Posts Tagged ‘Donmar Theatre’

Mini-review – Roots – Donmar Theater

October 22, 2013

It is depressing to spend a night at the theater listening to people expound politics and be dull, more so when the point they’re making (or the side they’re taking) is one you approve of … on paper. Shaw and Miller, J. B. Priestley, these are people who can take politics and make them dramatic. Roots, on the other hand, is lecturing with an obvious point at the end told over far too much time. The Donmar turns it into a true masterclass in the Norwich accent, solidly acted, and I found much to admire in the realistic depiction of how people lived in the 50s (running water and electricity a luxury!) not to mention the new vocabulary used (“clobber” for clutter and “squit” for “crap,” as examples). And, my, the way the family shut down expressions of emotions was really, really eye-opening for me as a west-coast American.

But, seriously. I went to a nearly three hour play in which people 1) clean house 2) make cakes 3) take baths (after pumping and heating the water and pouring into a tin tub). The sprinkling of lectures about appreciating music and “solving moral problems” (et cetera) were just dull, dull, dull. Does it matter how much effort was poured into this play or how beautiful Jessica Raine was? At the end, she stands up and announces, “It’s happening to me!” and I couldn’t help but add, “Yes! You’ve become an incredible bore!” This obvious and dull play was just not really worth the trouble of reviving. Next time I’ll stick to Shaw: politics and plays mix at their peril.

(This review is for a performance that took place on Monday, October 21st, 2013. It continues through November 30th.)
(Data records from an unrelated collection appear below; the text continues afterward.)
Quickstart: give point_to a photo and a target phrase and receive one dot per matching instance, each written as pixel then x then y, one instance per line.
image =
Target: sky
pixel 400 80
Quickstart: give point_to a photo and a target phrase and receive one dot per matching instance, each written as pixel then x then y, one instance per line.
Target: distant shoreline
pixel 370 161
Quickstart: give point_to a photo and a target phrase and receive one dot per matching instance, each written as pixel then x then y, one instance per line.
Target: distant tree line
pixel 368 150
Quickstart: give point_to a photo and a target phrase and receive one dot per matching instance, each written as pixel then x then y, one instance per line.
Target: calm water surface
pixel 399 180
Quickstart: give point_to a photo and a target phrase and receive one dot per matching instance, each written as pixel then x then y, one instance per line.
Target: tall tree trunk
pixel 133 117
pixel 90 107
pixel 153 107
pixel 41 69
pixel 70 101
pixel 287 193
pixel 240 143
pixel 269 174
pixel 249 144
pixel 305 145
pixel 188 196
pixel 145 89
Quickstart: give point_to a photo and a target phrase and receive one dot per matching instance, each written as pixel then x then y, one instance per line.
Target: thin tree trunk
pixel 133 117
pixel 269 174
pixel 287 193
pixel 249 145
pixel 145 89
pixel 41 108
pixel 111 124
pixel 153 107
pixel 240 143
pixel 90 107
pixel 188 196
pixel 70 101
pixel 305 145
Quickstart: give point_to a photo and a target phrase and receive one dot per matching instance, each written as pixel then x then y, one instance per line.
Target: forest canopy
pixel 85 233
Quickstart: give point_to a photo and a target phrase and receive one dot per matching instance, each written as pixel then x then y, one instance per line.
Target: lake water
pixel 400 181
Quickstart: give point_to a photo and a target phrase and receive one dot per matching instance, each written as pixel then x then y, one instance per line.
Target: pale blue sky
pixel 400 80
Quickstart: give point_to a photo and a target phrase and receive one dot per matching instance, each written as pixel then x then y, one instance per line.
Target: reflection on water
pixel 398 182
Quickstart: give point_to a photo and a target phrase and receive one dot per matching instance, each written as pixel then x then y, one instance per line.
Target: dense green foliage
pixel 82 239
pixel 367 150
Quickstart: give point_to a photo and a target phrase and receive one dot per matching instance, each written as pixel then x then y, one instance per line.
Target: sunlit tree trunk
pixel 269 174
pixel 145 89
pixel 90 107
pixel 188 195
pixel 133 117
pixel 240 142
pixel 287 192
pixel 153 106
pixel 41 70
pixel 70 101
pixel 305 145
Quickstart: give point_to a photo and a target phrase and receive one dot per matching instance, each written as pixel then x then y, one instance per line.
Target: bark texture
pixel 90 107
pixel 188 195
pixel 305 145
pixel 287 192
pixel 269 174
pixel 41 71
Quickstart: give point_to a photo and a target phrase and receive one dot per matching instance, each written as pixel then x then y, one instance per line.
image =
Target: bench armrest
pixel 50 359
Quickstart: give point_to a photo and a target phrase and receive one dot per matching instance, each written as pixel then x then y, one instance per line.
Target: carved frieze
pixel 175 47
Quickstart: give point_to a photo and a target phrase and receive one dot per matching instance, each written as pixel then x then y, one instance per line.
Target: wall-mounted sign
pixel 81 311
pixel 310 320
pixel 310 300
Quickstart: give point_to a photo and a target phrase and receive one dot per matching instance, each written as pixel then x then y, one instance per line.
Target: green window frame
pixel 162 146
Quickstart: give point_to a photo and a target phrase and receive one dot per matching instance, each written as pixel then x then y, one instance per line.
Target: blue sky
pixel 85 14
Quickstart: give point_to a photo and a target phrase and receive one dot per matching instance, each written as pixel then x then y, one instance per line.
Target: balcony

Mini-review – Trelawney of the Wells – Donmar Theater

February 20, 2013

Ah! The promise of the Donmar’s production of Trelawney of the Wells! A late Victorian comedy, by the well-known Arthur Wing Pinero (whose The Magistrate had me rolling in the aisles), that was billed as a love letter to theater!

It’s hard to express, in as many words as would get the feeling across, how unbearably dull this entire evening was. Too much of actors hamming it up (actors playing actors, my God, I could be forever put off the idea after this and Kiss Me Kate), too much of actors rehearsing a play, too much obvious plot twists, and not nearly enough funny. I was unenthusiastic in the opening scene in the back stage of the Wells theater, for Trelawney’s going-away dinner; I had a few laughs during the scene in which she attempted to enter normal society (“Stop your crying! Save your tears for the bedroom! This is WHIST!”), but come the interval I was wondering how I was going to get through to the end of the show (and finding the answer at the bar). Trelawney’s second act conversion from successful comedienne to starving artiste didn’t touch me at all; and I felt disassociated from the entire show and impatient for it to end.

And it did. As a comedy, it had a happy ending. As an audience member, I had the thrill of getting out the door at 10, which wasn’t quite as good as the thrill of not having bought tickets to this would have been, but so it goes.

(This review is for a performance that took place on February 19th, 2013. The show is booking through April 13th.)